January 25, 2019 | Grain Hedge Insights | Kevin McNew | Views: 1252

IGC Increases World Wheat & Corn Crop Forecast

Upward adjustments in Russian wheat production, exports and decline in U.S. export program is a surprise

IGC Increases World Wheat & Corn Crop Forecast

International Grain Council (IGC) Raises World Corn & Wheat Crops

The IGC increased its wheat crop forecast by 8 MMT to 737 MMT which is -30 MMT YoY and is the first YoY decline in six years. The IGC’s 2019/20 initial global wheat production estimate is 751 MMT, +12 MMT YoY. India's wheat crop is raised by 5.2 MMT at 99.7 MMT.  Russian production is +2.1 MMT at 71.6 MMT. Russia's wheat exports were revised to 33.5 MMT from 32.5 MMT. U.S. exports were cut to 28.5 MMT from 29.5 MMT. EU exports were cut to 19.8 MMT from 20.5 MMT. The IGC increased its world corn crop forecast for 2018/19 by 3 MMT to 1.076 billion, driven by increases in Ukraine 35.5 MMT from 33.5 MMT and in the EU 65.0 MMT from 61.5 MMT.  

What does this mean for U.S. farmers? The upward adjustments in the Russian wheat production and exports and the decline in the U.S. export program is a surprise. Current FOB spreads and strength of the USD will continue to make the U.S. the world’s supplier of last resort and limit price appreciation. The increase in Ukraine corn production should continue to pressure on U.S. corn exports and futures prices.                
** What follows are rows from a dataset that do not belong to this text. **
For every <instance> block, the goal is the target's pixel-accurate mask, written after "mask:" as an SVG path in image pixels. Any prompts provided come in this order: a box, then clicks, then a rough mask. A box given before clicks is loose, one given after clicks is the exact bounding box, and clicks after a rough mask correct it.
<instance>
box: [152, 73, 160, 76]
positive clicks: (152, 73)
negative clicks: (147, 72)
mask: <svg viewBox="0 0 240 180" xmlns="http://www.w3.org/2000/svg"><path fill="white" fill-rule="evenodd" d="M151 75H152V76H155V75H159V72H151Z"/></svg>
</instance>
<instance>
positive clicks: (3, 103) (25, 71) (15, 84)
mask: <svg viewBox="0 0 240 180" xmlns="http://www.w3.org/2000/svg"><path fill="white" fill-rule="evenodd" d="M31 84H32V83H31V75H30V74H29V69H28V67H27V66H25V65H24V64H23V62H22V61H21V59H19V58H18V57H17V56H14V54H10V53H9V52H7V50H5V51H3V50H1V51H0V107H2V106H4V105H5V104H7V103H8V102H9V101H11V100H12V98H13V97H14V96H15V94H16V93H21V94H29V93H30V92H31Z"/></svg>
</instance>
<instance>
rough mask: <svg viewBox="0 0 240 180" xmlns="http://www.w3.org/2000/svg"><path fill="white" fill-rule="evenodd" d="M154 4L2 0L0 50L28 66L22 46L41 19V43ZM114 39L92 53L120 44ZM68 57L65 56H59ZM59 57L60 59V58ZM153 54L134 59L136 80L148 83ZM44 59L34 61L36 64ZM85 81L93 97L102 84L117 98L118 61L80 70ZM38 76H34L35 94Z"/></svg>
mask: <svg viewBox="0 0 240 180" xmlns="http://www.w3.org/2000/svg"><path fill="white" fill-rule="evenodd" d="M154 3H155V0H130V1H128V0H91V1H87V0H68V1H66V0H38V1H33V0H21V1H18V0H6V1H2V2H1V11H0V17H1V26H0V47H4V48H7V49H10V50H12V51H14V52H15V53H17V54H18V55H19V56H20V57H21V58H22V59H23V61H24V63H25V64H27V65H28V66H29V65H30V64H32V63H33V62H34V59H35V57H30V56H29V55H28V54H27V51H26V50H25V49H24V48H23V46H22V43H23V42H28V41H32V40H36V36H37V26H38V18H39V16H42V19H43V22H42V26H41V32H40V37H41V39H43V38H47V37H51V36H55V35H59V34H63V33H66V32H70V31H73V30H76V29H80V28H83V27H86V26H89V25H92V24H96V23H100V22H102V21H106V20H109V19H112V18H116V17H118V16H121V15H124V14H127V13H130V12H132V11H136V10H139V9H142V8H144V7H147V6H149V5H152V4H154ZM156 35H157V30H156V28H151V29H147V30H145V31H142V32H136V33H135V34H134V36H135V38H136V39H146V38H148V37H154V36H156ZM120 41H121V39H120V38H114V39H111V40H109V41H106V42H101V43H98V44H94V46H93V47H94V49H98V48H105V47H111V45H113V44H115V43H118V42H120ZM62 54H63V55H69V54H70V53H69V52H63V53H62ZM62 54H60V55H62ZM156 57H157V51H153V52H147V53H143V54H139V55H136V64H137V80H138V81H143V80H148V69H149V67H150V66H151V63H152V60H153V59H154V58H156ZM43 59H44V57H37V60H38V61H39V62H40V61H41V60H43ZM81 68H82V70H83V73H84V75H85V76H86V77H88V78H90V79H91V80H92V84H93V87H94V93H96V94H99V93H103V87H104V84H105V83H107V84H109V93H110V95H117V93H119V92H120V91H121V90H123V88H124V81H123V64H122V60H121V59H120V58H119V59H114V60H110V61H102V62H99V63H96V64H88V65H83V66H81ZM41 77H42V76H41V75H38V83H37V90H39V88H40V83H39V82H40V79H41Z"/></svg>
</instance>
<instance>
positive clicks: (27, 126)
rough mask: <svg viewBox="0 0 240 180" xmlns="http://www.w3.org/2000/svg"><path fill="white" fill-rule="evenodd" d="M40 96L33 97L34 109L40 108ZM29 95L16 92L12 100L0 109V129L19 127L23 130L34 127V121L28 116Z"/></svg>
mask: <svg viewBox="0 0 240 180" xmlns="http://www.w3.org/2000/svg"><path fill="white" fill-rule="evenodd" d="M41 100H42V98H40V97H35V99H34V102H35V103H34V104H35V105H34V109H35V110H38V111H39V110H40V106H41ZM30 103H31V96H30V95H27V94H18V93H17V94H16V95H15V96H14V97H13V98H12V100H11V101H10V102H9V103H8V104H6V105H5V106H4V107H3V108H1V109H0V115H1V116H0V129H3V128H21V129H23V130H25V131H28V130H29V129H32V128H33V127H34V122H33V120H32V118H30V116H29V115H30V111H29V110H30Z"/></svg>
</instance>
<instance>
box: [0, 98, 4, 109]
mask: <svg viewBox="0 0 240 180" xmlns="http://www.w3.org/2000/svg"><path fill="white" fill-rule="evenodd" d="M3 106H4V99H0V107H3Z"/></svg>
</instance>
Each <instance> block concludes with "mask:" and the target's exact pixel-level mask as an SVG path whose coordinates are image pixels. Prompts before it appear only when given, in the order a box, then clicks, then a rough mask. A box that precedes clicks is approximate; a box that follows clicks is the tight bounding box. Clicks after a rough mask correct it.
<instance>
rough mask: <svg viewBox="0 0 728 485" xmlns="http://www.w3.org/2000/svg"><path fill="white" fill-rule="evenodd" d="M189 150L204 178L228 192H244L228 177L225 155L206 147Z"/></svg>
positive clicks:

U.S./China are “miles and miles” from Trade Deal

U.S. Commerce Secretary Wilbur Ross remarked the two countries are “miles and miles” apart from a final deal. Ross said the two sides were unlikely to resolve all their disputes in next week's talks, but added, "I think there's a fair chance we do get to a deal." A 30-member Chinese delegation plans to come to Washington next week for talks, he said, as the world's two largest economies try to meet a March 1 deadline to resolve their trade disputes, but Ross tried to tamp down expectations for the high-level talks. U.S. President Donald Trump has vowed to increase tariffs to 25 percent from 10 percent on $200 billion worth of Chinese imports on March 2 unless China takes steps to protect U.S. intellectual property.

What does this mean for U.S. farmers?  Status quo for the moment.  In previous meetings the Chinese have made incremental concessions on U.S. agriculture, adding GMO varieties for import and doing some soy export business, but overall the news is slow. Expect future details on agriculture related items to percolate into the market as analysts, producers, processors, and traders are all watching the news for any signals that could impact the futures market.